As a guy who uses Excel to open CSV (comma-separated values) files pretty often, I’d like to offer a pro tip:
Excel will always drop leading zeros in a column of data unless you *import* the CSV file!
In my Day Job, I often have to work with CSV files which contain job codes which sometimes start with zero — like “08124500” and similar. If I just double-click that file and open it in Excel, well, those leading zeros will always go bye-bye.
If that’s not what I need (and usually it isn’t), then the only way around it is to open Excel on its own, and then import the CSV file the, uh, slow way.
(I’m using Excel 2016 currently, but instructions here will be similar for most versions from 2010 and later.)
- Open Excel; i.e., a new blank Excel file.
- In the Office ribbon, choose the DATA tab.
- Look for a section of the ribbon named “Get External Data.” Click the “From Text” button.
- A file selection window titled “Import Text File” appears. Navigate that to your CSV file. Click IMPORT.
- Excel will walk you through the multi-step file import. The important thing here is Step 3. Click the column with the leading zeros, and set its Data Format as TEXT, rather than GENERAL.

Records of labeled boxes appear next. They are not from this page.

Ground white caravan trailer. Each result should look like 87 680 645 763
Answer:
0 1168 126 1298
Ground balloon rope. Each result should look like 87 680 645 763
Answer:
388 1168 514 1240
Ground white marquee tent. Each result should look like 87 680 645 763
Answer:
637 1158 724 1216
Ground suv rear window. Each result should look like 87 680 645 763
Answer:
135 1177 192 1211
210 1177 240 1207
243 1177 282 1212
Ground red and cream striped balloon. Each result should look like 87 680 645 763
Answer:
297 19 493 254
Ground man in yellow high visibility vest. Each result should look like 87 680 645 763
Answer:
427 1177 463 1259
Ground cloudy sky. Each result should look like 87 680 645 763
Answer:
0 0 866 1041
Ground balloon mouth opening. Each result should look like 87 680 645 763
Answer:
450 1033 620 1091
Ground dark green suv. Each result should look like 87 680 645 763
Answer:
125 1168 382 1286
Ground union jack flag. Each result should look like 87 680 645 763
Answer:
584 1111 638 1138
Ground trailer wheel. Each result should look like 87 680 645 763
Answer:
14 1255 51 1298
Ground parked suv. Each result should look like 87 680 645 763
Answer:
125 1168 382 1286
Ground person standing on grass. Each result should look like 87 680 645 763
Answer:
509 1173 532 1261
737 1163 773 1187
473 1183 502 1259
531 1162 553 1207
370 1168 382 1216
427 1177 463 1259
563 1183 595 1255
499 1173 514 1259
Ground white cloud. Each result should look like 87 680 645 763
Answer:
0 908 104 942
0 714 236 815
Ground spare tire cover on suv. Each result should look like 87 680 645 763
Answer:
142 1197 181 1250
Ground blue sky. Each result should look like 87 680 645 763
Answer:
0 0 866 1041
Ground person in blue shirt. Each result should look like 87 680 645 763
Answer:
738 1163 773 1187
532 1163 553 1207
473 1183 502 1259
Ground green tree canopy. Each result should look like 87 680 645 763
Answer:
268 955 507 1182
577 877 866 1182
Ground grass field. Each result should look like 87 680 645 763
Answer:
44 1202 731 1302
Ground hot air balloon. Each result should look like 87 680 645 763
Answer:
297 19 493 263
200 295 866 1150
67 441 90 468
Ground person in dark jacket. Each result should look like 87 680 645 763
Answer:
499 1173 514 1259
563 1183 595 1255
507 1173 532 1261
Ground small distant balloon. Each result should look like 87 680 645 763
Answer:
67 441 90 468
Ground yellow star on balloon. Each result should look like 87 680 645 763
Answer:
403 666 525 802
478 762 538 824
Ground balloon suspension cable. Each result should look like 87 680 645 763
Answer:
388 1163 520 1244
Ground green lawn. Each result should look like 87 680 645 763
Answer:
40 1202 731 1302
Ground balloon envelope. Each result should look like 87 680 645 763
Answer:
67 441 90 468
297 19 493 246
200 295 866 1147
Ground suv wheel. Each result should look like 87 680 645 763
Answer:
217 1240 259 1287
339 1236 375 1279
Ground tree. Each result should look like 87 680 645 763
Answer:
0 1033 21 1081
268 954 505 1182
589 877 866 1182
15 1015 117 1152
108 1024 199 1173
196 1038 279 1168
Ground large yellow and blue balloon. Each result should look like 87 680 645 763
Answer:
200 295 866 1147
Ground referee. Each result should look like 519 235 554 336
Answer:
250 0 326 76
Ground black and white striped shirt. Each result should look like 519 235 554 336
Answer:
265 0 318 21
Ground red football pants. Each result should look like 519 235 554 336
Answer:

- When Excel imports your CSV data, the leading zeros will still be in place!
So remember: When bringing CSV data into Excel, you have to account for the fact that Excel will always try to figure out what type of data you have — and to Excel, “08253641” sure looks like a number. Which means the leading zero will be dropped. And if Excel guesses wrong, you might have big problems!